What I did not close, and say so explicitly rather than papering over it: a relationship asserted only in free-text prose, with no matching structured claim, still isn't caught by anything deterministic. That gap is tracked as its own residual risk (RR-011) rather than claimed as solved — closing it fully would need language parsing, which this phase deliberately excludes.
The Architecture
Search:
rankPhotos() → RankedPhotoResult (no matchPercentage field — type-enforced)
↓
computeMatchPercentages() topFinalScore = max across result set
↓
matchPercentage = max(1, round(finalScore / topFinalScore × 100))
Assistant:
structuredGenerate() → { answer, citedPhotoIds, claims }
↓
normalizeClaims() dedup exact-duplicate claims
↓
validateClaims() every claim checked against the Evidence
Relationship graph, bidirectionally —
any mismatch discards the whole response
↓
validateCitations() every citedPhotoIds value must exist
in the evidence pack, or discard wholesale
↓
redactLeakedOutput()
Both checks fail the same way on purpose: wholesale rejection, never a silent partial correction. A response that's half-trustworthy is treated as not trustworthy.
Lessons Learned
I expected match percentage to be the harder design problem, since it's user-facing and I was worried about misleading someone. It wasn't — once I refused to let it be read as a probability, the rest followed mechanically. The Citation Gate/Claim Validator work was harder precisely because red-teaming kept finding a narrower version of the same problem after each fix, and I had to get comfortable documenting a residual gap as open rather than quietly calling the feature done.
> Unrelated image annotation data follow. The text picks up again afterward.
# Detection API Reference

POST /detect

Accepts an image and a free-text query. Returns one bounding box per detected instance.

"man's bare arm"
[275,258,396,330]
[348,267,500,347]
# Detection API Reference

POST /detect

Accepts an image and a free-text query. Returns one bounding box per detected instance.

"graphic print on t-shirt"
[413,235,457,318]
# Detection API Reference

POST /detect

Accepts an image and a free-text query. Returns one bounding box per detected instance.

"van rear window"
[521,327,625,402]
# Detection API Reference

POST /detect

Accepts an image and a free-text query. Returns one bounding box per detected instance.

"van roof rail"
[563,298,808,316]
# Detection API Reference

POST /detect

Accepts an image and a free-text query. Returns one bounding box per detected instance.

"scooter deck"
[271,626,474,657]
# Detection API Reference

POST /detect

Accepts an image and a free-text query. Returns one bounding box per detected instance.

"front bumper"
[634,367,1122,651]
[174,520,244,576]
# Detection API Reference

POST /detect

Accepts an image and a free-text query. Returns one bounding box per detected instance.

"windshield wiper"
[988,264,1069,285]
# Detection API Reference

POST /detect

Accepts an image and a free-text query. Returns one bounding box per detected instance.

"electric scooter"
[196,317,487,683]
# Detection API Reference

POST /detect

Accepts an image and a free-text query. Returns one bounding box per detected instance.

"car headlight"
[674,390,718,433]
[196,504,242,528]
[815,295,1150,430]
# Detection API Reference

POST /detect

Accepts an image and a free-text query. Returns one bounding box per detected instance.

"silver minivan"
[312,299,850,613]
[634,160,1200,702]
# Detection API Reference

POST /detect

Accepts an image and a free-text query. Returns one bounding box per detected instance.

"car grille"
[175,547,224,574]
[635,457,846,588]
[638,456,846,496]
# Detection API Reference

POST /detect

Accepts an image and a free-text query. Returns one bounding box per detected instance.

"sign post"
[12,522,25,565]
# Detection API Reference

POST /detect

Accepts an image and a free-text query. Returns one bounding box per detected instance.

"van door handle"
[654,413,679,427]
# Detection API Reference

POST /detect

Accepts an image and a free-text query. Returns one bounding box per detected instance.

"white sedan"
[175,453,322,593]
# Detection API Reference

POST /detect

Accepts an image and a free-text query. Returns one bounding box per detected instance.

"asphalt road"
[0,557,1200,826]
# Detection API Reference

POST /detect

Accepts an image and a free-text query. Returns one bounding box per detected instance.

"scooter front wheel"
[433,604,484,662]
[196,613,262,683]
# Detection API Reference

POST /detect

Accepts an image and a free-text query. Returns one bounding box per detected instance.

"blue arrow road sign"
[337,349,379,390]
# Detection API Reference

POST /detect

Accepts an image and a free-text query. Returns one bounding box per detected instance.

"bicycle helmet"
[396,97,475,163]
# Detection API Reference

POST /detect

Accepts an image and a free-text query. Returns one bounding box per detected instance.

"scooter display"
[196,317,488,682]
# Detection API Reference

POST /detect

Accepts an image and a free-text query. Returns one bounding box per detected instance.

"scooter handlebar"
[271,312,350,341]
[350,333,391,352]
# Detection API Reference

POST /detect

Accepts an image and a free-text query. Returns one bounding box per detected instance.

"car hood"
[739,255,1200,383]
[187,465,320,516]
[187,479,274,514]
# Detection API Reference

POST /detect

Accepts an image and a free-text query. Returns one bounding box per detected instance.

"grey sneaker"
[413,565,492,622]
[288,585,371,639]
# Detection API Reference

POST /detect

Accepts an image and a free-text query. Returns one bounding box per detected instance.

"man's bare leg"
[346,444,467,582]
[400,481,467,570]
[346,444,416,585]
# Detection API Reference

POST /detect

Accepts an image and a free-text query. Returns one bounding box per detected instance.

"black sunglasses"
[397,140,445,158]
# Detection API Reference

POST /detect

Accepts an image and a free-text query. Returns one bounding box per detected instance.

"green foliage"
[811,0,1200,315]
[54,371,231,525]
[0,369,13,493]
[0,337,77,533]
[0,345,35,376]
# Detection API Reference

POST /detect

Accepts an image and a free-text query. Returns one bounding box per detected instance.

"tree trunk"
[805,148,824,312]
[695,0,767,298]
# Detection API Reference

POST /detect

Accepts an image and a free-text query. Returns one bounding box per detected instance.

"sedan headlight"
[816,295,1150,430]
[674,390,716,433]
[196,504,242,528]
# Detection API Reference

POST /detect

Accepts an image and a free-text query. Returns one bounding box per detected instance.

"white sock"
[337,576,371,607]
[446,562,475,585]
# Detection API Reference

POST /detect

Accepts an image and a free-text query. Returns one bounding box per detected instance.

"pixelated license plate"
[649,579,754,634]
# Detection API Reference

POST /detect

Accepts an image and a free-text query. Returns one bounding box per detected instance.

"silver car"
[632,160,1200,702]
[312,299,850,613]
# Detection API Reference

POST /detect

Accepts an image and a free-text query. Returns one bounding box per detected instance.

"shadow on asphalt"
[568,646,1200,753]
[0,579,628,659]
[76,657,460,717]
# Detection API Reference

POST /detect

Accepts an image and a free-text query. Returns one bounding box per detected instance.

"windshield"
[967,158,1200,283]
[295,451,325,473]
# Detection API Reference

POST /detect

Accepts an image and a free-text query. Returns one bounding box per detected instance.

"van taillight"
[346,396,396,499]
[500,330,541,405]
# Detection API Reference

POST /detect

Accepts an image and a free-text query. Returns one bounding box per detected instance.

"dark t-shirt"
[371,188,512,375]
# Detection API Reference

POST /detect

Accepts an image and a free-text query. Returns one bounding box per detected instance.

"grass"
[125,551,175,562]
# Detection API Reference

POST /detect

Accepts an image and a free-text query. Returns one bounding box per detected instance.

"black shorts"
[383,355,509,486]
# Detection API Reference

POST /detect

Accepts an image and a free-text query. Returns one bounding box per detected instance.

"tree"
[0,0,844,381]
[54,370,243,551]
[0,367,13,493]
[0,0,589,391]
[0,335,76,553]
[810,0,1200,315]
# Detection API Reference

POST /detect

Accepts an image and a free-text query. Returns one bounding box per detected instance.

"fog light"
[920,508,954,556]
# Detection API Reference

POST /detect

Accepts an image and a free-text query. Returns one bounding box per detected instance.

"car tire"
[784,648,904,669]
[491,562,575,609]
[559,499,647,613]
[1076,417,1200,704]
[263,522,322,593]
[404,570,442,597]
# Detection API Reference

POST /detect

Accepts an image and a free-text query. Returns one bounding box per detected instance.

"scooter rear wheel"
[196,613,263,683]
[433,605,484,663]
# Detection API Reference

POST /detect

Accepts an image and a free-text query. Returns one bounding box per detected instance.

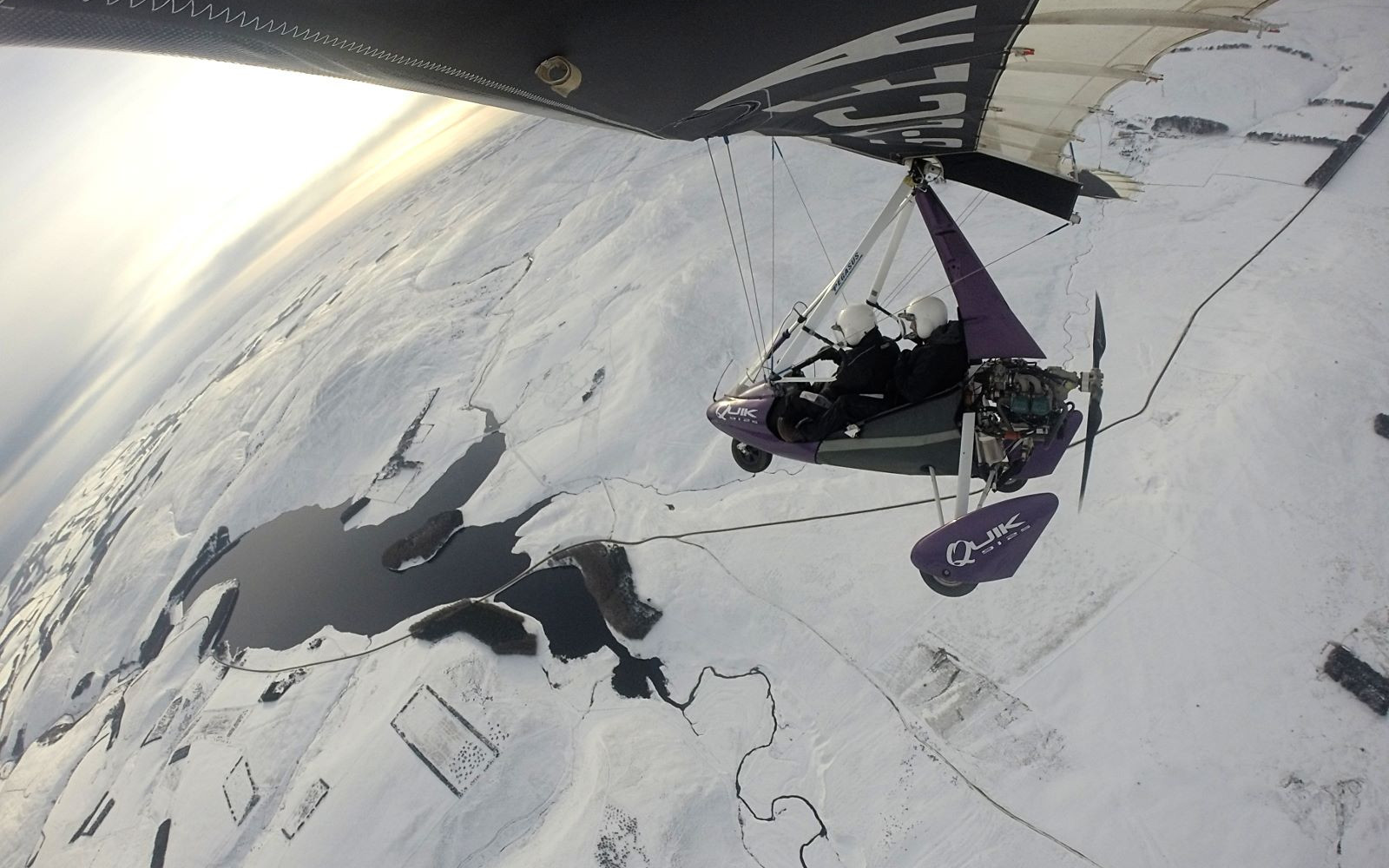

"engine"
[965,358,1081,443]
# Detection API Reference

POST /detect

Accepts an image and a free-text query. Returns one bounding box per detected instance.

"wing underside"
[0,0,1266,217]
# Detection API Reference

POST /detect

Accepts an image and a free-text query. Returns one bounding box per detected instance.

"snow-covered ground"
[0,0,1389,868]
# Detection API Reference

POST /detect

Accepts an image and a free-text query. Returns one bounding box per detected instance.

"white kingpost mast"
[868,203,912,304]
[734,176,912,391]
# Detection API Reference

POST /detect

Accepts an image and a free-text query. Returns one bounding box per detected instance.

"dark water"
[189,433,544,648]
[496,567,667,697]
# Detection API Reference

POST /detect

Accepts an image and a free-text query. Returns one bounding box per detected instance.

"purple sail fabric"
[912,491,1061,583]
[915,187,1046,361]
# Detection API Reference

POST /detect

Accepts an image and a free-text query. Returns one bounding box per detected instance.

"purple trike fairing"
[706,164,1104,597]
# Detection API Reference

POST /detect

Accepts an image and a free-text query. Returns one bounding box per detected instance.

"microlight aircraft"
[0,0,1278,595]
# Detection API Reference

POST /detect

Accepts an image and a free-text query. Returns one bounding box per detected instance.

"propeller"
[1075,294,1106,510]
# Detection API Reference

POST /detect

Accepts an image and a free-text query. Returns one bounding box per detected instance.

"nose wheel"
[921,572,978,597]
[734,440,773,474]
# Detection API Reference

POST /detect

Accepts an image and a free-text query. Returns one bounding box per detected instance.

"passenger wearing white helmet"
[889,296,970,404]
[776,303,900,442]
The deeper lesson: "the system cited the right sources" and "the system said something true" are not the same guarantee, and I'd conflated them until the red-team pass forced them apart. A citation gate alone would have let me believe the assistant was fully grounded when it wasn't.
Looking Forward
Individual claims can now be checked one at a time against a graph of relationships. But that graph itself — which photos relate to which, and in what order — is a structure I hadn't built yet when this chapter's work started. Verifying claims against it meant the relationship graph had to exist first, which is where the actual "memory" in this system comes from.